Os servidores reivindicam reajuste salarial de 27,03%, e o governo propôs 10,8% para serem pagos em dois anos. Técnicos de 44 universidades federais aceitaram a proposta do governo, mas em 22 instituições não houve acordo. Os técnicos da Unifap estão entre os que não concordam, mas decidiram voltar ao trabalho mesmo assim.
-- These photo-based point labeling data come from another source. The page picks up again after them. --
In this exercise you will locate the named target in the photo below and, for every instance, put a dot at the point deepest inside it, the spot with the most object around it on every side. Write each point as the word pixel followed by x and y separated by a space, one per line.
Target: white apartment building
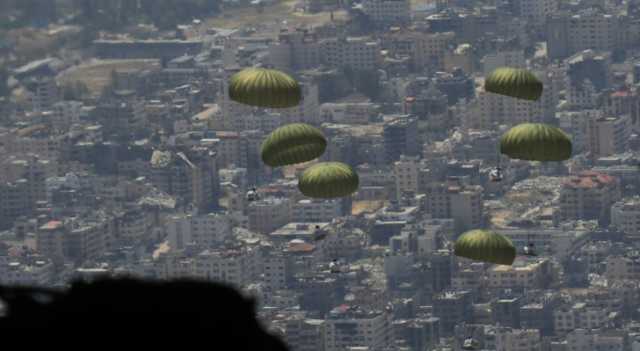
pixel 510 58
pixel 625 215
pixel 268 214
pixel 388 12
pixel 203 230
pixel 347 327
pixel 524 274
pixel 508 339
pixel 308 210
pixel 406 172
pixel 355 52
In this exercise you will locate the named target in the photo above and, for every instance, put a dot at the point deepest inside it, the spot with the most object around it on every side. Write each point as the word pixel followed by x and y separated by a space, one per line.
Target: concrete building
pixel 522 274
pixel 579 315
pixel 452 308
pixel 588 195
pixel 295 50
pixel 406 172
pixel 355 52
pixel 268 214
pixel 204 230
pixel 27 273
pixel 304 334
pixel 504 58
pixel 608 135
pixel 621 267
pixel 43 92
pixel 388 12
pixel 625 215
pixel 192 178
pixel 535 11
pixel 508 339
pixel 588 29
pixel 463 203
pixel 307 210
pixel 400 135
pixel 349 326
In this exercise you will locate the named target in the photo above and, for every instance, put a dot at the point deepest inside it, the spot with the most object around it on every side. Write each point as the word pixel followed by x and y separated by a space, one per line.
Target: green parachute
pixel 263 87
pixel 513 82
pixel 328 180
pixel 485 246
pixel 536 142
pixel 293 143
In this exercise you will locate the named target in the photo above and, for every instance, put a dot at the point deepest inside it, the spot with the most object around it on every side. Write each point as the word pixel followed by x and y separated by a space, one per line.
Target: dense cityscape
pixel 123 153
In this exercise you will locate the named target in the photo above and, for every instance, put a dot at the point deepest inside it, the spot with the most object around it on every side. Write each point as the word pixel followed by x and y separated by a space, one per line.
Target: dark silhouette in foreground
pixel 127 303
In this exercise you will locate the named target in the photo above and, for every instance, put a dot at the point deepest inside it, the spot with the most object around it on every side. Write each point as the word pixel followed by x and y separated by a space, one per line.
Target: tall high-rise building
pixel 191 176
pixel 349 326
pixel 388 12
pixel 400 135
pixel 588 195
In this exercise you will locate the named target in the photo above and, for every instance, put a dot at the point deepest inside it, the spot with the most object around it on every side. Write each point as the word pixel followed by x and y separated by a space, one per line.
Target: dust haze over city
pixel 324 175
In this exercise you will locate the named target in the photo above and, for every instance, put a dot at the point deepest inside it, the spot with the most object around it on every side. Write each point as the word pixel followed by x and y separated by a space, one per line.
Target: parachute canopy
pixel 514 82
pixel 536 142
pixel 293 143
pixel 328 180
pixel 263 87
pixel 486 246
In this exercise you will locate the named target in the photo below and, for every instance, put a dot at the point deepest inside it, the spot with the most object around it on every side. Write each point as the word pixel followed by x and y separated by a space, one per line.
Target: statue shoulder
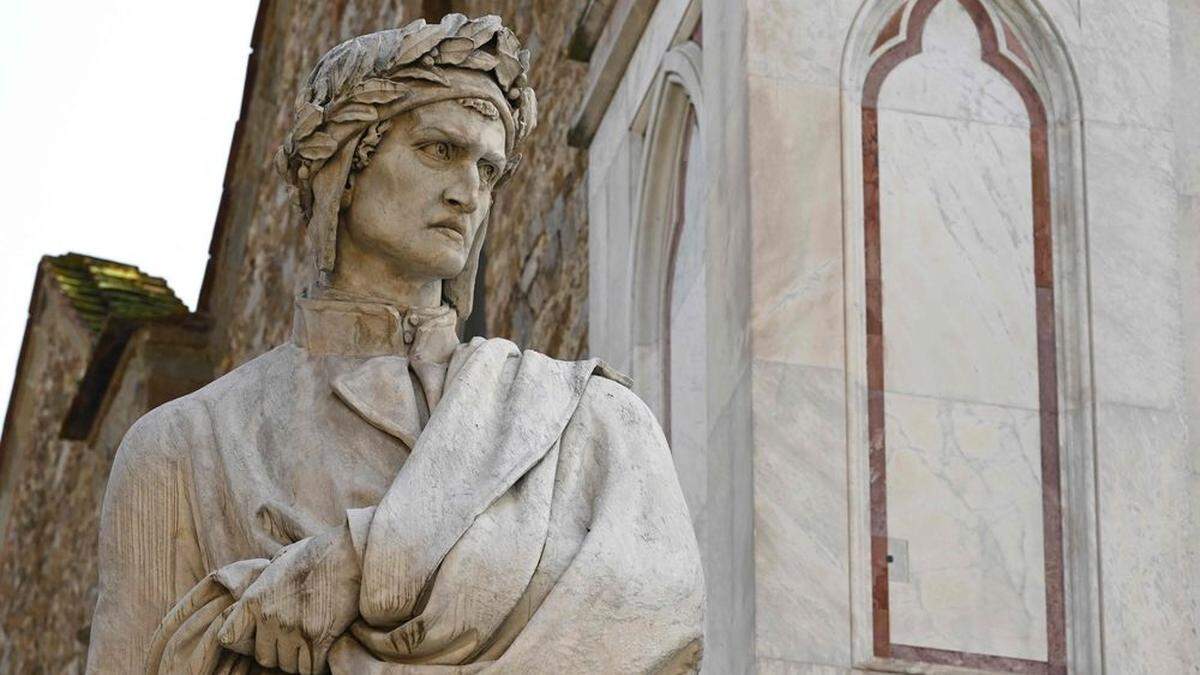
pixel 172 429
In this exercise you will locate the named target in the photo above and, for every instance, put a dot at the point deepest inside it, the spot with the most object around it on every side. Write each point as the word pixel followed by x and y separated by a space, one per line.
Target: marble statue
pixel 375 496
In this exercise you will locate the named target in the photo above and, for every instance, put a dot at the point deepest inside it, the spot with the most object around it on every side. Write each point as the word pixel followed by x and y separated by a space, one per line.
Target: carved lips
pixel 453 227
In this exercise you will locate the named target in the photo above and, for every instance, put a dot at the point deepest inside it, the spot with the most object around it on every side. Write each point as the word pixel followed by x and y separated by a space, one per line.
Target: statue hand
pixel 306 597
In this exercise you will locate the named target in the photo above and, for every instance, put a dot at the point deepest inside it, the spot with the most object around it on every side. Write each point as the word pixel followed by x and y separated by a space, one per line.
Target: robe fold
pixel 513 513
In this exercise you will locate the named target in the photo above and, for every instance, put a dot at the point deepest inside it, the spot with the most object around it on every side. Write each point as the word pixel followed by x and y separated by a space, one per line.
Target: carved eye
pixel 489 172
pixel 438 150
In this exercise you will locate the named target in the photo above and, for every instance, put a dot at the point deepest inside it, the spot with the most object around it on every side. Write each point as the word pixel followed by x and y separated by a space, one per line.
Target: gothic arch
pixel 676 101
pixel 671 127
pixel 1020 43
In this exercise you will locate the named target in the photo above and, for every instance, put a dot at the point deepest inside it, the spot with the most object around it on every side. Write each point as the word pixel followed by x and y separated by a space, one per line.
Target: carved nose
pixel 461 198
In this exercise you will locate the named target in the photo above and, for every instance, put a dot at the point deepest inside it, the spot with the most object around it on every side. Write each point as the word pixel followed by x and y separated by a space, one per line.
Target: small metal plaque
pixel 898 561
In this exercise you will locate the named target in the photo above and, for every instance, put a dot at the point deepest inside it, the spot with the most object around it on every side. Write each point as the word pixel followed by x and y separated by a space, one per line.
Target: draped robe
pixel 513 513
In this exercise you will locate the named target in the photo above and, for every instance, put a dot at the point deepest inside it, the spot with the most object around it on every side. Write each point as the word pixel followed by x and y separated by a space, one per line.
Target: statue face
pixel 427 189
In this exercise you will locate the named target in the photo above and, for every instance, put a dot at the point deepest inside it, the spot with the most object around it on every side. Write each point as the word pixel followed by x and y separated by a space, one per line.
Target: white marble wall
pixel 964 479
pixel 785 487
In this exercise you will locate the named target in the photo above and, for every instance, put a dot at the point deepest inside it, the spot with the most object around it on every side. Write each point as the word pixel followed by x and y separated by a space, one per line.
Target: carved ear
pixel 328 187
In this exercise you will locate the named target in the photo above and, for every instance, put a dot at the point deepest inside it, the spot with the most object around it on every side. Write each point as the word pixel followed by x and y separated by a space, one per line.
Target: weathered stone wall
pixel 535 293
pixel 535 274
pixel 538 245
pixel 48 511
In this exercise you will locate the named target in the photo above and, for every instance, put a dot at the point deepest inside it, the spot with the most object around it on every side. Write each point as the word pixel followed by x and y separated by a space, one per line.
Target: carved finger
pixel 288 646
pixel 238 629
pixel 319 656
pixel 265 635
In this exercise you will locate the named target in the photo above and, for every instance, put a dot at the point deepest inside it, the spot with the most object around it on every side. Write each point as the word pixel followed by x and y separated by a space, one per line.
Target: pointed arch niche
pixel 971 436
pixel 669 255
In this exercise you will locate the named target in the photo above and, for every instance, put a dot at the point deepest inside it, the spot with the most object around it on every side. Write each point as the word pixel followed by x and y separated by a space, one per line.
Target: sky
pixel 115 121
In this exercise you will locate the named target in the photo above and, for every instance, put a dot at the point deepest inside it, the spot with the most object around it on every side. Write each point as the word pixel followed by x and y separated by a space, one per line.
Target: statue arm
pixel 633 597
pixel 149 555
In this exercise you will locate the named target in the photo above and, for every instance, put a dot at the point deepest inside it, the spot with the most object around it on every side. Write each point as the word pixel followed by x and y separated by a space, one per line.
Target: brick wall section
pixel 535 293
pixel 535 274
pixel 48 513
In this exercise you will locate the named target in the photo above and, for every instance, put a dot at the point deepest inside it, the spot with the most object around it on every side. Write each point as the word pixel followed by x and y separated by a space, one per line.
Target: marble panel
pixel 1134 245
pixel 958 260
pixel 688 399
pixel 797 40
pixel 689 250
pixel 781 667
pixel 1125 63
pixel 801 513
pixel 636 82
pixel 1150 538
pixel 964 491
pixel 796 184
pixel 948 77
pixel 618 243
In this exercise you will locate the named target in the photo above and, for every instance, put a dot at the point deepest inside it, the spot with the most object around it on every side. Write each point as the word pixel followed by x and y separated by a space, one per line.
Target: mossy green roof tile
pixel 100 288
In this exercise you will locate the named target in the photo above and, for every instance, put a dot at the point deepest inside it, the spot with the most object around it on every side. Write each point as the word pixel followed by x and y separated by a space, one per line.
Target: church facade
pixel 909 284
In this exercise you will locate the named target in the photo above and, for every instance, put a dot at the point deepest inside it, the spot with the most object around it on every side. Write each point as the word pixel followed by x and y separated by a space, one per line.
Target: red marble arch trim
pixel 891 30
pixel 677 223
pixel 1048 376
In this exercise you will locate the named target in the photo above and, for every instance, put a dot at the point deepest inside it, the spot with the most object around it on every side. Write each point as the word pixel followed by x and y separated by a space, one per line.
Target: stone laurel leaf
pixel 423 41
pixel 355 112
pixel 508 43
pixel 453 23
pixel 427 73
pixel 319 145
pixel 455 51
pixel 528 117
pixel 378 91
pixel 480 30
pixel 479 61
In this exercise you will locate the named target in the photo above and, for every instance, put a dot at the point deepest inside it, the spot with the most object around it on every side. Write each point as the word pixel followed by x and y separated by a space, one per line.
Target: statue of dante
pixel 375 496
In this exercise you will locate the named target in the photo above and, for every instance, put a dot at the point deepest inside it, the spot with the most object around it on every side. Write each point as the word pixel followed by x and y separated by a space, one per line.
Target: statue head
pixel 399 141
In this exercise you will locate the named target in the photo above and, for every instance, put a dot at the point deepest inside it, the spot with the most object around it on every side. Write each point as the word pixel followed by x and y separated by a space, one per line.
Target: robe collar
pixel 395 341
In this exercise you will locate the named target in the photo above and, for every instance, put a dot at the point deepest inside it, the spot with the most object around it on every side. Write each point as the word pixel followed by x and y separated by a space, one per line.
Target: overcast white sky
pixel 115 120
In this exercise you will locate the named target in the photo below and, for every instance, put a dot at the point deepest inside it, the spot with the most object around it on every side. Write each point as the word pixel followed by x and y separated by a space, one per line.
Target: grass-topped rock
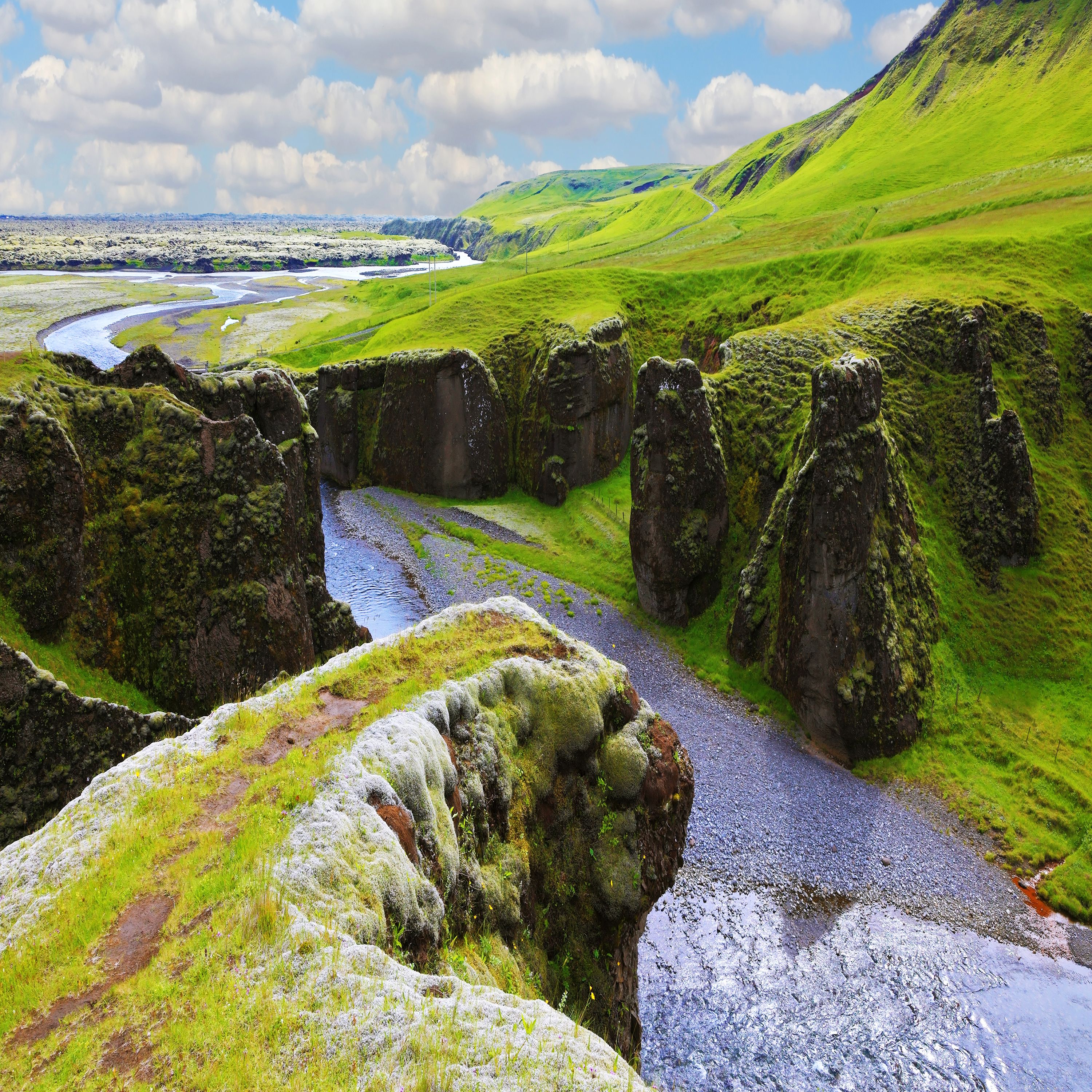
pixel 681 505
pixel 170 523
pixel 837 601
pixel 377 874
pixel 53 742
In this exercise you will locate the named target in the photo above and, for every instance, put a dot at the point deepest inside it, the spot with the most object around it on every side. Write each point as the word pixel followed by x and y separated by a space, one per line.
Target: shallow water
pixel 376 588
pixel 739 993
pixel 91 336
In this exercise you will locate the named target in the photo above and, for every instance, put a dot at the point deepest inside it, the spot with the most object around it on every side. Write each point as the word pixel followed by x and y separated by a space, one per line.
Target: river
pixel 823 934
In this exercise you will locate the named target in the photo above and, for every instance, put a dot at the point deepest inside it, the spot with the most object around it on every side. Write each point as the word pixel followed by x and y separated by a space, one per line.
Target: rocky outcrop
pixel 1084 353
pixel 442 426
pixel 54 743
pixel 191 528
pixel 677 479
pixel 540 800
pixel 1000 510
pixel 41 517
pixel 344 409
pixel 838 600
pixel 579 413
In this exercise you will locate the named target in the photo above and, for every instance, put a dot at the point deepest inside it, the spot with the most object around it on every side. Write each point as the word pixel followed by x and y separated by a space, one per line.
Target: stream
pixel 823 933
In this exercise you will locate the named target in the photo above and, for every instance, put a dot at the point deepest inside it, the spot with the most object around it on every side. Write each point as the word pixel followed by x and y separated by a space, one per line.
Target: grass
pixel 59 658
pixel 220 1006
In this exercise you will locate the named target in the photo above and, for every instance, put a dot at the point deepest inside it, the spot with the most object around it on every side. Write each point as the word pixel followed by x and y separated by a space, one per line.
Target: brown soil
pixel 124 1054
pixel 401 822
pixel 333 712
pixel 128 948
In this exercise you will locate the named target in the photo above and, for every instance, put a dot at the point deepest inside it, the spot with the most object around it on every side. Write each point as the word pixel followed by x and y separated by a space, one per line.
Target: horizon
pixel 308 110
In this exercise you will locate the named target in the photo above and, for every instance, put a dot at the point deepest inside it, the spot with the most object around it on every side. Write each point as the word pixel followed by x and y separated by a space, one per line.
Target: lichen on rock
pixel 175 526
pixel 838 601
pixel 680 490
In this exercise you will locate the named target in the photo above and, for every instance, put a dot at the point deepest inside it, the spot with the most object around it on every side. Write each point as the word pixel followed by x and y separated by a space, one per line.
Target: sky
pixel 411 107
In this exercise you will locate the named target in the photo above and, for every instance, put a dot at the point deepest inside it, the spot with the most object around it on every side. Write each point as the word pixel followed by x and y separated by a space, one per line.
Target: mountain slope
pixel 985 88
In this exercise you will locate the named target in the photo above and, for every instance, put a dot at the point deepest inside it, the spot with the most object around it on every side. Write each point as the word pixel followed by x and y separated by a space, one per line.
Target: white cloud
pixel 356 117
pixel 428 178
pixel 126 177
pixel 393 36
pixel 732 111
pixel 218 45
pixel 71 17
pixel 893 33
pixel 602 163
pixel 541 95
pixel 10 25
pixel 790 25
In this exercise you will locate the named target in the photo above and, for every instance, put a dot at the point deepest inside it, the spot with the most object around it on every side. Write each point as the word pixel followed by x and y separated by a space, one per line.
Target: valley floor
pixel 810 899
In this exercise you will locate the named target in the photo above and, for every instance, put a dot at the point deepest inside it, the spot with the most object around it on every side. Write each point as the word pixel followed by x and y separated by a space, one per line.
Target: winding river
pixel 823 934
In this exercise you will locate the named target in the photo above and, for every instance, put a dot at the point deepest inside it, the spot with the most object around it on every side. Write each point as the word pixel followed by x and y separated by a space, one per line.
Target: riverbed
pixel 823 933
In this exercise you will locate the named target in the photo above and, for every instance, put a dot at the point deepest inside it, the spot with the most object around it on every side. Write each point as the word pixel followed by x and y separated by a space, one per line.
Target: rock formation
pixel 442 426
pixel 1000 510
pixel 579 413
pixel 41 517
pixel 344 409
pixel 677 478
pixel 1085 360
pixel 552 411
pixel 176 532
pixel 838 600
pixel 53 743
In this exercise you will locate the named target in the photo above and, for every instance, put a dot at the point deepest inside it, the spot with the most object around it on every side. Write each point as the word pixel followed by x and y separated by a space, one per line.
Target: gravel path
pixel 776 823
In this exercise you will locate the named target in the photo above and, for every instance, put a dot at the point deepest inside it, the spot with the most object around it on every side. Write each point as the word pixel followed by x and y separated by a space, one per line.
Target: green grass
pixel 59 658
pixel 211 1026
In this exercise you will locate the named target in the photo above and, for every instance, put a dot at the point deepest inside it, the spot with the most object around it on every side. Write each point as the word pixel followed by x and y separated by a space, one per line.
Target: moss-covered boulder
pixel 838 599
pixel 344 409
pixel 200 541
pixel 53 742
pixel 578 413
pixel 677 479
pixel 42 517
pixel 442 426
pixel 1085 360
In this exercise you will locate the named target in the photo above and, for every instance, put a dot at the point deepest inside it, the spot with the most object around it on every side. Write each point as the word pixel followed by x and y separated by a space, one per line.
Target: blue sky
pixel 400 106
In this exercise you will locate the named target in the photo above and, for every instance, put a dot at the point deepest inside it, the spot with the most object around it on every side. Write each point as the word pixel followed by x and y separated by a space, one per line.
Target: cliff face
pixel 200 563
pixel 448 861
pixel 838 599
pixel 681 505
pixel 549 412
pixel 578 413
pixel 53 743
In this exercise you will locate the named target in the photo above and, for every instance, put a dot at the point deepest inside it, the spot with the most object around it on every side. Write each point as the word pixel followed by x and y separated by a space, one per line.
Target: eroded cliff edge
pixel 411 847
pixel 171 525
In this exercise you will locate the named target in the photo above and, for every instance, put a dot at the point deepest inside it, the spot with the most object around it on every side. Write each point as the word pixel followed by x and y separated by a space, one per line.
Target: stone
pixel 579 413
pixel 53 743
pixel 680 491
pixel 42 516
pixel 344 408
pixel 837 600
pixel 443 427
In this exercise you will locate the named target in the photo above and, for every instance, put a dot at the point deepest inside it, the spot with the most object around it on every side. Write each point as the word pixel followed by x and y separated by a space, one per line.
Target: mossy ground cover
pixel 60 659
pixel 201 1008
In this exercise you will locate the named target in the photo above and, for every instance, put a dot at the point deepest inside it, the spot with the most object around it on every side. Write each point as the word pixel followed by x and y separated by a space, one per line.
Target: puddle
pixel 737 992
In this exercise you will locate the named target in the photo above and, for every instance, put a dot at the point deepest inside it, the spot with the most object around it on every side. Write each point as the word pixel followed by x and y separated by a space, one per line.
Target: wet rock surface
pixel 680 491
pixel 772 820
pixel 838 601
pixel 578 413
pixel 53 742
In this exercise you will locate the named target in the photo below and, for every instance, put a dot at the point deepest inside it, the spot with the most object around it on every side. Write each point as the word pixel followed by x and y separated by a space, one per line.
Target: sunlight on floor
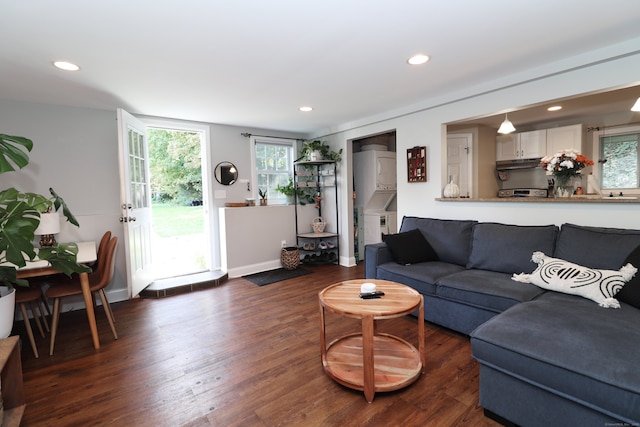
pixel 179 255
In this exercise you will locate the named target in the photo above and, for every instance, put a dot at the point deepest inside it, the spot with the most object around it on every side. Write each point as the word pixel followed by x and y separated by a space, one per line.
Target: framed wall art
pixel 417 164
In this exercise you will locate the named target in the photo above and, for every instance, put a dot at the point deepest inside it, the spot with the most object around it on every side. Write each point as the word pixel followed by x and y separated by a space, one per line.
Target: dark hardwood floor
pixel 236 355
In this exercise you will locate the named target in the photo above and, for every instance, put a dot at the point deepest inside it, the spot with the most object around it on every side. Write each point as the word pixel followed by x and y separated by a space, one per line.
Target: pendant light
pixel 506 126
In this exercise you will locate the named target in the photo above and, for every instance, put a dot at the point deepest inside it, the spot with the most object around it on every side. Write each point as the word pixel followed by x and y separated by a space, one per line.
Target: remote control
pixel 371 295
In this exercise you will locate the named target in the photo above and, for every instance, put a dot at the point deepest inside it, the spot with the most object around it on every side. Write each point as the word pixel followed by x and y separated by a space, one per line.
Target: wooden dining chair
pixel 99 279
pixel 32 296
pixel 61 278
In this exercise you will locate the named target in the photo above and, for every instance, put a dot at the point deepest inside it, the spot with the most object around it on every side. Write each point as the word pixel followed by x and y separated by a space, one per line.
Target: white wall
pixel 253 237
pixel 427 127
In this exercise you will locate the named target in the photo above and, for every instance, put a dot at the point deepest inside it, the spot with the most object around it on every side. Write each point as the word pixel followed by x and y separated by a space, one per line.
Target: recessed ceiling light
pixel 417 59
pixel 67 66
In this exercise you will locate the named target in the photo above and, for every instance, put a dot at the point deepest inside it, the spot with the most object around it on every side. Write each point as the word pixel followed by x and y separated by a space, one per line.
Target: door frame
pixel 210 230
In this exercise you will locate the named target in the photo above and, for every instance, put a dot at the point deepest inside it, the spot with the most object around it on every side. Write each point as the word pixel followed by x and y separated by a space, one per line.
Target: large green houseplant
pixel 304 195
pixel 20 217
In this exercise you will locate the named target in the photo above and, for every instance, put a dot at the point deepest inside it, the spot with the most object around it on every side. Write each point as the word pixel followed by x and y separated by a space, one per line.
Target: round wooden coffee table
pixel 367 360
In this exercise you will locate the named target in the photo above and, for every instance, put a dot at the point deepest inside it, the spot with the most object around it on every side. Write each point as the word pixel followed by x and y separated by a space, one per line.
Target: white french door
pixel 135 202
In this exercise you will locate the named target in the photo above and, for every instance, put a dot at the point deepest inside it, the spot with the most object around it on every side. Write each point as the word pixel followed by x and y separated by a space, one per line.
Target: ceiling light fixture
pixel 67 66
pixel 417 59
pixel 506 126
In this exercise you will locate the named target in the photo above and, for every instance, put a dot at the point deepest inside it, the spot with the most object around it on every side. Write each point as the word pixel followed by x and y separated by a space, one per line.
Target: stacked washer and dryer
pixel 375 187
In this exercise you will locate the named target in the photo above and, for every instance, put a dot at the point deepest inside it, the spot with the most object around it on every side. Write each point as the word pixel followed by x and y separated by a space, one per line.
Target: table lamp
pixel 49 225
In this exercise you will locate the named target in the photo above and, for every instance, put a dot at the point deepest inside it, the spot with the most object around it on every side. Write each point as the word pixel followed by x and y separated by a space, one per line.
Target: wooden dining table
pixel 86 255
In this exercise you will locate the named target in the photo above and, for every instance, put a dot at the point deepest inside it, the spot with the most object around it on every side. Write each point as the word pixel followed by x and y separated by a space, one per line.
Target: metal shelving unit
pixel 321 176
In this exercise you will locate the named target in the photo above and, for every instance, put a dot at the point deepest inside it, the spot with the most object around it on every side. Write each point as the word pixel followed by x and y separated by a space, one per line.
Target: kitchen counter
pixel 573 199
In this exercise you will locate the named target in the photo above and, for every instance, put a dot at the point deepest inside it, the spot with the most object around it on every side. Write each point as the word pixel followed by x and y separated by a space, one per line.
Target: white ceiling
pixel 254 62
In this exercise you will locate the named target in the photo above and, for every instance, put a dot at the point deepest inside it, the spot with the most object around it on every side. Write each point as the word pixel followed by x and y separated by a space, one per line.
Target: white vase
pixel 7 308
pixel 451 190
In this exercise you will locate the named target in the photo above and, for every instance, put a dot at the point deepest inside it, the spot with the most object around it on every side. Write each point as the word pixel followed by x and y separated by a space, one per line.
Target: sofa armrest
pixel 374 255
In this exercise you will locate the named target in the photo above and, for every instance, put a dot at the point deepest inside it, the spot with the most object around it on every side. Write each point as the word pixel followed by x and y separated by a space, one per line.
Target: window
pixel 273 159
pixel 619 158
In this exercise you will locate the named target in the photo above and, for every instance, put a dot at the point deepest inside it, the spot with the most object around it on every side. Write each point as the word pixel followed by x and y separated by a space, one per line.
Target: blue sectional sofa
pixel 546 358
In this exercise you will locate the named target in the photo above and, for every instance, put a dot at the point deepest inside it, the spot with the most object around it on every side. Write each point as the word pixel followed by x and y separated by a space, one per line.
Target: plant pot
pixel 7 308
Rafael Saldanha e Lorena Sousa; Técnicos voltam ao trabalho, mesmo não concordando com a proposta do MEC. Fotos: André Silva

Rafael Saldanha e Lorena Sousa: Técnicos voltam ao trabalho, mesmo não concordando com a proposta do MEC. Fotos: André Silva

“Decidimos retornar às atividades porque as conversas já estavam esgotadas. A proposta orçamentária do ano que vem já está no congresso, e ela não contempla nenhum aumento para a nossa categoria. Então, a gente entende que não há mais conversa e todo tipo de manobra que poderíamos usar nós já usamos. Encaminhamos nossa decisão e esperamos uma finalização unificada com as outras universidades”, disse Rafael Saldanha, diretor do Sindicato dos Servidores Técnicos-Administrativos da Unifap (Sintaufap.

De outro lado, os professores não aceitaram a proposta. Após a ocupação do gabinete do Ministério da Educação no dia 24 deste mês, na tentativa de pressionar o governo a atender suas  reivindicações, o MEC marcou uma reunião com os docentes para o dia 5 de outubro.